Vencemos o processo contra o metrô, por unanimidade; trabalhamos para que uma Lei Estadual fosse aprovada em São Paulo, em 2001. E, tenho enorme orgulho e alegria em comemorar 15 anos da Lei Federal que estendeu esse direito para as pessoas, em todo o Brasil. Lembro-me de uma cena muito marcante, eu estava em um ponto de ônibus na Rua Líbero Badaró e uma pessoa, que passava por lá e tinha visto minha história na tevê, aproximou-se e pediu um autógrafo. Inicialmente eu fiquei meio constrangida. Então, ele me disse: sabe, você nos ajudou a lembrar que podemos transformar as coisas com as quais não concordamos. E é esse o principal ponto e destaque dessa minha história. Sim, por intermédio de uma cidadania protagonista, nós podemos ser agentes de transformação.

Não tem lei? Vamos fazer e ter. Tem lei e não está sendo cumprida? Vamos denunciar, exigir, fiscalizar. Não está bom? Vamos trabalhar duro para melhorar. O Estado, o mercado, o governo, as instituições são apenas ficções jurídicas. A única coisa que existe de real são pessoas; somos nós, nossas ideias, nossos sonhos, nossa capacidade de nos conectar com outras pessoas, para que nos ajudem a realizar nossos sonhos. E, claro, para que nós possamos ajudá-las a realizar os delas também. Eu acredito no ser humano e, acima de tudo, acredito na potência da conexão de sonhos e pessoas. Quero celebrar esse Dia Internacional do Cão-Guia agradecendo e parabenizando todos os voluntários, agentes políticos, empresas, instituições, jornalistas, pessoas com deficiência que também brigaram por esse direito. Juntos, nós transformamos a realidade e essa é só uma pequena amostra do que a cidadania protagonista pode fazer.

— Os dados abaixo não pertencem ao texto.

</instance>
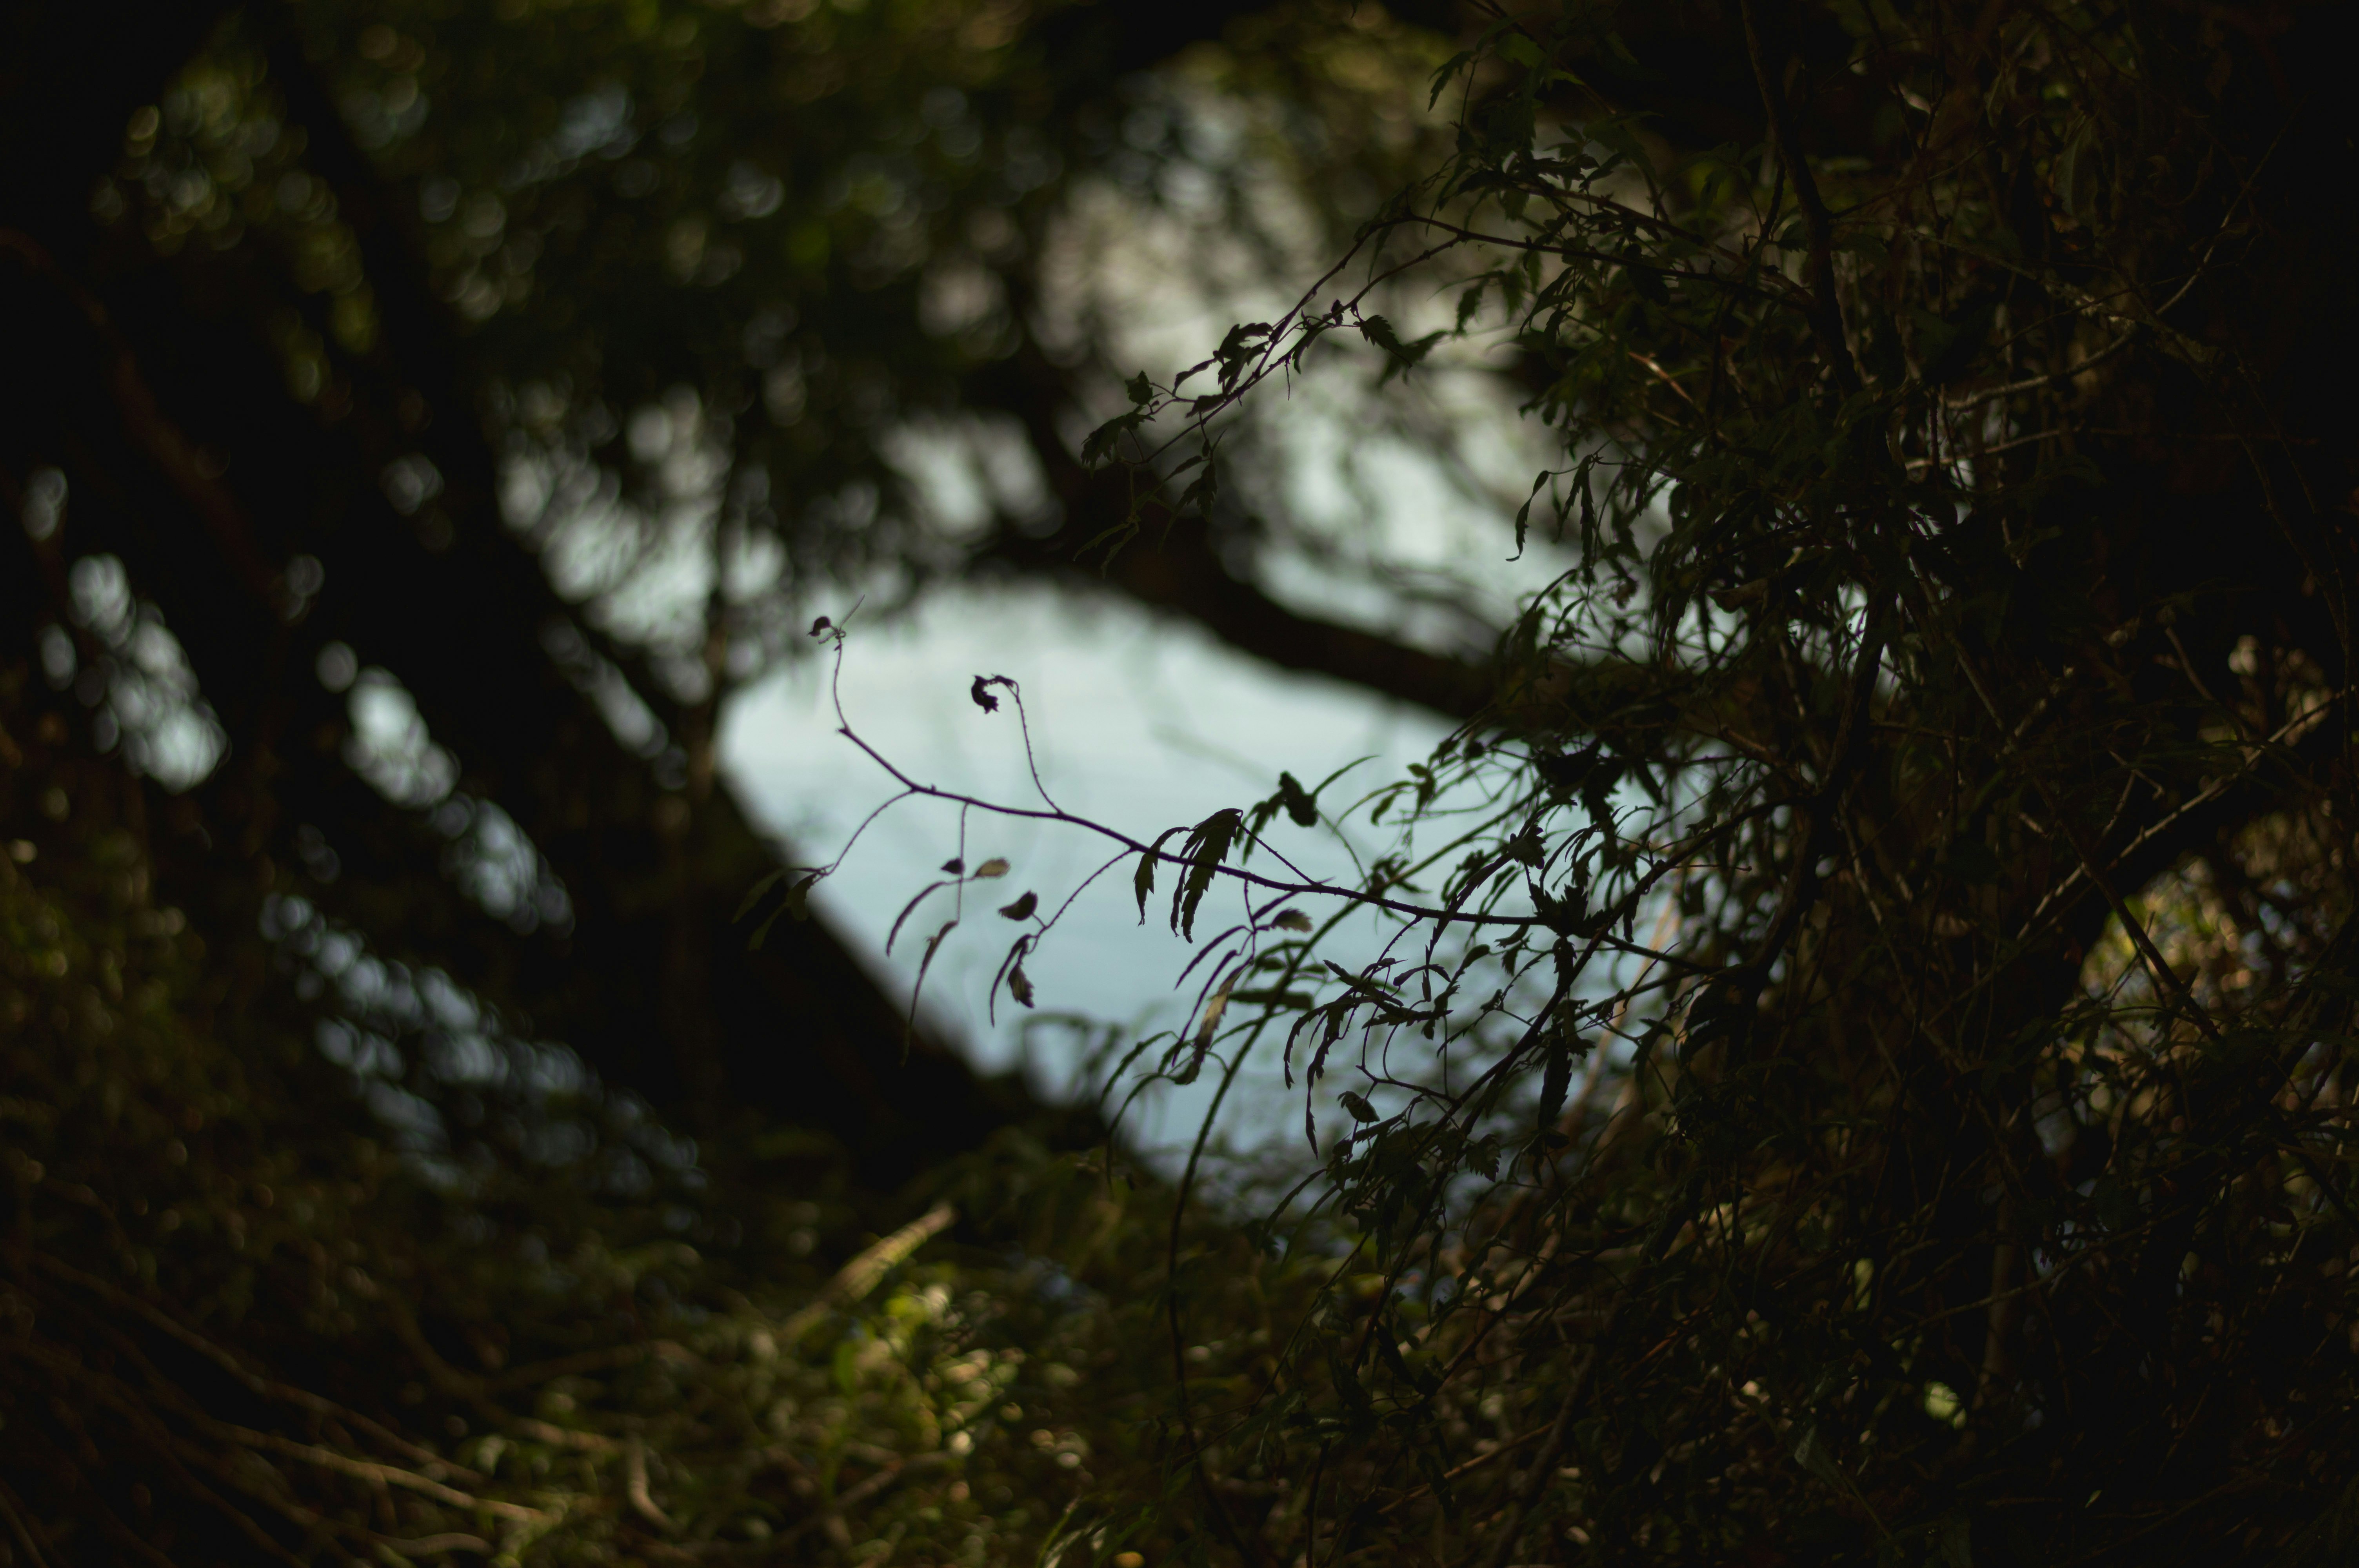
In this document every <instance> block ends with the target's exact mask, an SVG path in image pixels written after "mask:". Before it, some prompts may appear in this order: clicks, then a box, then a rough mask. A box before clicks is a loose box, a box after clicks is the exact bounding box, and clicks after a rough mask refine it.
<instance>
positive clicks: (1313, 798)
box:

Por fim, quero convidar todos para conhecerem o incrível trabalho do Instituto Magnus, que está transformando em realidade o sonho de muitas pessoas com deficiência visual, por intermédio do treinamento e doação de cães-guia. www.institutomagnus.org

Thays Martinez

Nascida em São Paulo, em janeiro de 1974, Thays Martinez é formada em Direito pela Universidade de São Paulo (USP). A advogada e palestrante possui especialização em Direito Penal e em Interesses Transindividuais; e MBA em Marketing de Serviços. Deficiente visual desde os quatro anos, Thays foi conselheira do Conselho Nacional de Assistência Social e membro da comissão de Direitos das Pessoas com Deficiência da OAB. Voluntária de Relações Institucionais do Instituto Magnus, a advogada é consultora e ministra palestras em empresas (públicas e privadas) e em estabelecimentos de ensino, abordando temas como motivação, mudança, inovação e superação; Direito; acessibilidade; e inclusão social. É autora do livro "Minha vida com Boris – A comovente história do cão que mudou a vida de sua dona e do Brasil (Globo Livros)" e idealizadora do projeto “Heróis à Vista”.